JULY 26, 2009
ING Renault banned from Valencia
The FIA has ruled that the ING Renault F1 team is suspended for the next Grand Prix, because a wheel fell off Fernando Alonso's car during the Hungarian Grand Prix. The Federation Francaise du Sport Automobile, the French national sporting authority, has appealed the decision on behalf of the team. It remains to be seen when the Court of Appeal will be convened, but with the European holidays now kicking in, it is unlikely that this will happen before the end of August. Thus one can expect to see Renault racing in Valencia, but it could then be left out of one of the following Grands Prix, probably the Italian race.
The FIA is obviously seriously worried about parts falling off cars, following the death of Henry Surtees in the Formula 2 race at Brands Hatch and the serious head injury suffered by Felipe Massa in Hungary at the weekend. Thus the decision is easily justifiable in terms of safety. It is, however, inevitable - whether the FIA likes it or not - that the move will be seen by some in F1 circles as some kind of a payback for Renault team boss Flavio Briatore, who has been one of the leading members of FOTA in recent months.
It will not help that the FIA Stewards in Budapest include some of Max Mosley's strongest supporters, who are advised by Mosley's right hand man Alan Donnelly. One of them is none other than Mohammed Ben Sulayem, the UAE representative, who confessed last year to have personally provided Mosley with 41 votes for last year's confidence vote resulting from Mosley's spanking scandal. Ben Sulayem later became an FIA Vice President. It is somewhat ironic that Ben Sulayem was given the opportunity to show off his driving skills in a Renault F1 car in Dubai a few months ago.
He crashed into the wall after losing control of the car as he accelerated away from the startline. A rather embarrassing experience.
Safety is, of course, of paramount importance and it is always difficult for those who seek to argue against the logic of it. However, such actions will lead the conspiracy theorists to see all manner of skeletons in the F1 cupboard. Although it has yet to be reported properly, there are rumours at the moment that Renault is on the verge of selling its F1 team to someone that Briatore has found to take it over. This will no doubt disrupt any negotiations along those lines. At the same time, with Massa unlikely to be back in action for Ferrari for some time, the team will be needing a new driver. It is expected that Alonso will join the Italian team next year whatever happens and it would be very convenient for that now to happen earlier than planned.
Such cynicism is rife in F1 circles and it will be interesting to see if this is what comes to pass.

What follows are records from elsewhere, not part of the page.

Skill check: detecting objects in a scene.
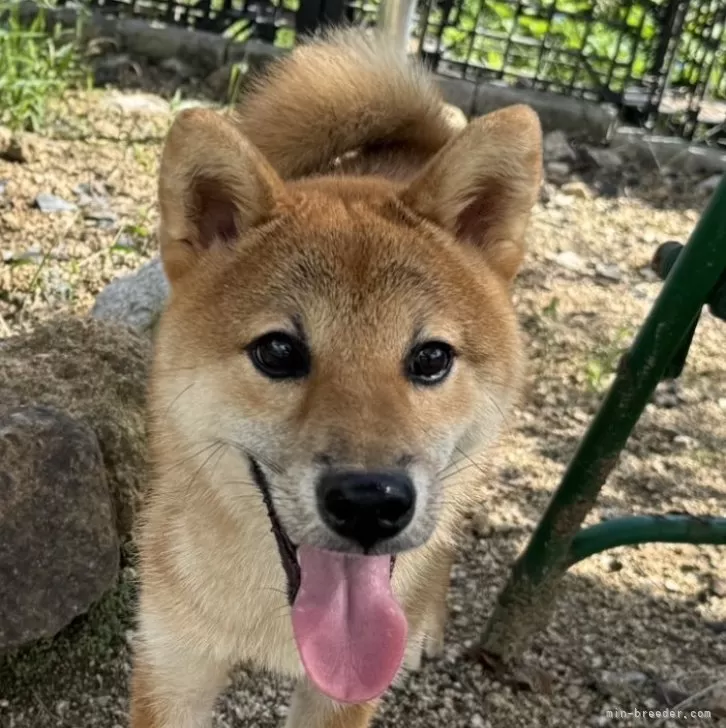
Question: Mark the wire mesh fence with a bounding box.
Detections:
[68,0,726,148]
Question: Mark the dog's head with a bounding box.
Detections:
[156,107,541,699]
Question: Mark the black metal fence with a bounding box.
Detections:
[79,0,726,148]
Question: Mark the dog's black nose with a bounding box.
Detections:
[318,470,416,550]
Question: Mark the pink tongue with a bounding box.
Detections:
[292,546,407,703]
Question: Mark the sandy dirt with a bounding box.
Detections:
[0,91,726,728]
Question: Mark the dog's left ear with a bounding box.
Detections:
[401,105,542,281]
[159,109,285,283]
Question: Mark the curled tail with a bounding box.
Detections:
[237,28,453,179]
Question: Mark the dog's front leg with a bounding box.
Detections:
[130,628,227,728]
[285,680,378,728]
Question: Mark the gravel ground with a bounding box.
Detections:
[0,85,726,728]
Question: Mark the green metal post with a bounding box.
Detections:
[566,515,726,569]
[480,178,726,661]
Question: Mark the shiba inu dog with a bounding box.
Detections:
[131,24,542,728]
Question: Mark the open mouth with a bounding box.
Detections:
[250,458,408,703]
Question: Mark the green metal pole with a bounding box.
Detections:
[481,178,726,660]
[566,515,726,569]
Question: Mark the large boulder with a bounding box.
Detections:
[0,405,119,649]
[0,317,151,538]
[91,258,169,333]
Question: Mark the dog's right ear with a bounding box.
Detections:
[159,109,284,283]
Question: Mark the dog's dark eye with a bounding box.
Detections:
[406,341,454,384]
[248,331,310,379]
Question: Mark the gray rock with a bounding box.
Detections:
[0,316,151,536]
[35,192,77,214]
[0,406,119,649]
[586,147,623,170]
[698,174,723,195]
[543,130,577,162]
[91,258,169,332]
[545,162,572,184]
[554,250,587,273]
[93,53,141,86]
[103,92,170,114]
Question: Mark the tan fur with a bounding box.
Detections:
[131,24,541,728]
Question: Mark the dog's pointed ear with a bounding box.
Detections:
[401,105,542,281]
[159,109,284,283]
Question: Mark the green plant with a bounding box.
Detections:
[0,0,89,131]
[585,327,632,393]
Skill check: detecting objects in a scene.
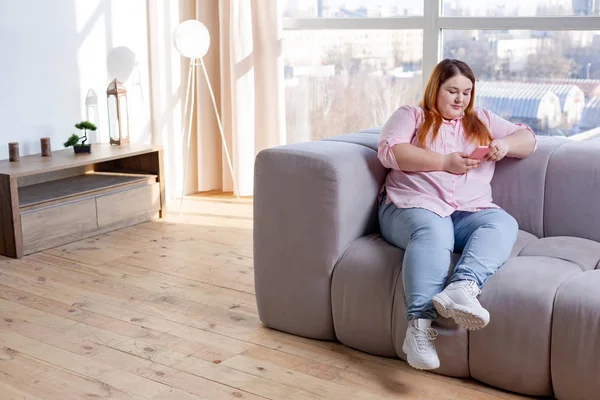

The logic behind this punishment is that the team "knowingly released" Alonso from the pits without one of the retaining devices for the wheel-nuts being securely in position; it failed to take any action to prevent the car leaving the pits, failed to inform the driver of the problem or advise him to take the appropriate actions. The FIA says that this resulted in a heavy car part detaching itself from the car.